Kasor Havzası’nda çalışmaları yürütülen madenle yaşam alanlarının zehirleneceğini, topraklarının talan edileceğini belirten yurttaşlar buna izin vermeyeceklerini vurguladı
Amed’in Pasûr (Kulp) ilçesindeki Kasor Havzası’nda yer alan ve Gavgas, Kuyê, Awdegês, Arqetîn ile Xuruç mahallelerini kapsayan alanda yürütülen madencilik faaliyetine karşı tepkiler sürüyor. Dün bölgede yapılan eyleme katılan mahalleliler, mücadele kararlılığını vurguladı. Eylem yerinde ve mahalledeki yurttaşlarla Mezopotamya Ajansı’ndan Rukiye Adıgüzel projeye dair konuştu.
‘Toprağımızı talan edecekler’
Gavgas Mahallesi’nde yaşayan Vadettin Gündüz, yaşam alanlarının peşkeş çekilmesine ilişkin şu tepki de bulundu:
“Maden projesi sadece çevre köyleri değil bölgenin tamamını etkileyecek. Bu su, Basra Körfezi’ne kadar gidiyor. Suyumuzu, bağlarımızı, ağaçlarımızı bir bütün olarak talan edecekler. O yüzden bu ticari anlaşmayı kabul etmiyoruz. Toprağımızı paraya vermeyiz. Bu ülkenin başkanı (AKP’li Cumhurbaşkanı Erdoğan) Artvin’den Muğla’ya, Muğla’dan Şirnex’e kadar yerüstünü satmış, şimdi de yeraltını satmaya çalışıyor. Buna izin vermeyeceğiz. Gelsinler turistlik topraklarımıza, turistleri çeksinler. Kazanacakları parayı turistlerle kazansınlar. Siyanürle zehirlemesinler. Ancak en büyük isteğimiz, halkın suyuna sahip çıkması. Bu sorun sadece 3-4 mahallenin sorunu değil.”
‘Devlet bizi zehirliyor’
Maden projesine “Mahallemizin zehirlenmesini istemiyoruz” diyerek, tepkisini dile getiren Kuyê Mahallesi’nden Yüksel Gültekin, “Suyumuz pislenecek, ağaçlarımız kuruyacak. Devlet, bizi koruması gerekirken, zehirliyor. Burada maden çıkarılmasını istemiyoruz, gitsinler” dedi. Tüm çevre köylere de seslenen Gültekin, “Bu davaya sahip çıksınlar. Maden çıkarılmasına izin vermesinler” diye belirtti.

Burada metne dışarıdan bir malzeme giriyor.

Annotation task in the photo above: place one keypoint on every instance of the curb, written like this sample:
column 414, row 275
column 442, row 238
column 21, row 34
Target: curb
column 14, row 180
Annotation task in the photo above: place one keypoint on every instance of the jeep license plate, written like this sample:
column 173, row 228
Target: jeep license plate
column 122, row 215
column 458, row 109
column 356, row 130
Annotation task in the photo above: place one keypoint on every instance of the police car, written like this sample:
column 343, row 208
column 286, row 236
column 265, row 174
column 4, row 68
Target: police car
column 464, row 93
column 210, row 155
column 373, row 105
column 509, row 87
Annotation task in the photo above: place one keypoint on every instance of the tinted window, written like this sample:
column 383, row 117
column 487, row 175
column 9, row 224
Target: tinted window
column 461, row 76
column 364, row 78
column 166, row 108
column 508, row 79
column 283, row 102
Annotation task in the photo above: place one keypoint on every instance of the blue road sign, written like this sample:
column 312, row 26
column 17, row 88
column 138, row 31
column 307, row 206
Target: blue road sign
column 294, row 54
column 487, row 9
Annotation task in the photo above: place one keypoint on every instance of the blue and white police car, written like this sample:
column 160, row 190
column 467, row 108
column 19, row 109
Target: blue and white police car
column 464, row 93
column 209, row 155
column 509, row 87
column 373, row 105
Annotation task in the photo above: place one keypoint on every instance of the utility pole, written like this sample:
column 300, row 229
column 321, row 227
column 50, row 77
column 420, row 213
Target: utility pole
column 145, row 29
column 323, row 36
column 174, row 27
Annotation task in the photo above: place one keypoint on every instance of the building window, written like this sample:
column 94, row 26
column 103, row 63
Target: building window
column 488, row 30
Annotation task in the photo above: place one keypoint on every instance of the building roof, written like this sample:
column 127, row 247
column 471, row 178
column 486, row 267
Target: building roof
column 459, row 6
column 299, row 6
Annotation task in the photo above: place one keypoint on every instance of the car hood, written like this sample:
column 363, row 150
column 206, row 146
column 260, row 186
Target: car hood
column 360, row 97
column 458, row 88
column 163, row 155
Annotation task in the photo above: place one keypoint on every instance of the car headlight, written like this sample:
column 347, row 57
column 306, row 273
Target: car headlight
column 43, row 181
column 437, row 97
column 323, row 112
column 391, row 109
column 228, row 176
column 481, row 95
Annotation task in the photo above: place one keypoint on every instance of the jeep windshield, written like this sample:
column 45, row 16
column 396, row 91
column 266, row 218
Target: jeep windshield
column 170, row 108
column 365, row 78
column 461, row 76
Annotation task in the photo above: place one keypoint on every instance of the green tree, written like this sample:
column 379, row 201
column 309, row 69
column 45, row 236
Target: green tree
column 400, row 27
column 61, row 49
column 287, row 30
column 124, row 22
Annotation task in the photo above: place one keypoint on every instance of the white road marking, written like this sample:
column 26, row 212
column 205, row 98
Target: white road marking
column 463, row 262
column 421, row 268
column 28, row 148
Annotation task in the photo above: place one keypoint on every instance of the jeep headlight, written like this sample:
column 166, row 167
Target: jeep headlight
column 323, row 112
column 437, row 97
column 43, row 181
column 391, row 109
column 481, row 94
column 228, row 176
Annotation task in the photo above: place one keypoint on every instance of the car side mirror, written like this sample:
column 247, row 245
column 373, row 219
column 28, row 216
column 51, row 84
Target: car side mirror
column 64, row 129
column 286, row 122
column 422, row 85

‘Bu topraktan kimse rant elde edemez’
Gavgas Mahallesi’nden Sebiha Aslan, projenin iptali için ellerinden geleni yapacaklarını vurguladı. Aslan, “Sularımız, topraklarımız, evlerimiz burada. Maden bize oldukça zarar verecek. Ondan dolayı istemiyoruz. Halkın desteği bu noktada önemli. Umarım çağrımıza kulak verirler” ifadelerini kullandı.
İsmini vermek istemeyen başka bir yurttaş da, “Bu toprağın çevresini kimse kazamaz, kirletemez ve rant elde edemez. Bir kere yakılıp yıkıldık, bir kere daha olmasına izin vermeyiz” tepkisinde bulundu.
‘Talancılara karşı durmalıyız’
Herta Mahallesi’nden Yusuf Halçın ise, doğada insansız yaşamın sürdürülebileceğini ancak insanın doğa olmadan yaşamını sürdüremeyeceğini dile getirdi. Halçın, devamında da şunları belirtti:
“Dağlarımız, vadilerimiz, sularımız, ağaçlarımız hata ve hatta meyve vermeyen meşe ağaçlarımız bizlere can suyu verir. Hayvanlarımız oradan beslenir. Bilsinler ki maden ‘yok etmek’ demektir. Amaçları istihdamsa başka projeler hayata geçirsinler. Burada balık türlerini çoğaltabilirler. İlaç sektöründe kullanılan binlerce çeşit bitki var, bunları geliştirebilirler. Bu konuda da insanları teşvik edip istihdam yaratabilirler. Yeraltı ve yerüstü zenginlikleri katlederek ve talan ederek bir yere varamazlar. Bugünden ‘dur’ dememiz gerekiyor. Bu sorun birlikle çözülür. Bunun için tüm topluma destek çağrısında bulunuyoruz. Herkes kurtlar, hırsızlar, azgınlar girmesin; malını, canını talan etmesin diye nasıl evinin nöbetini tutuyorsa, bu talancılara karşı da aynı şekilde durmalıyız.”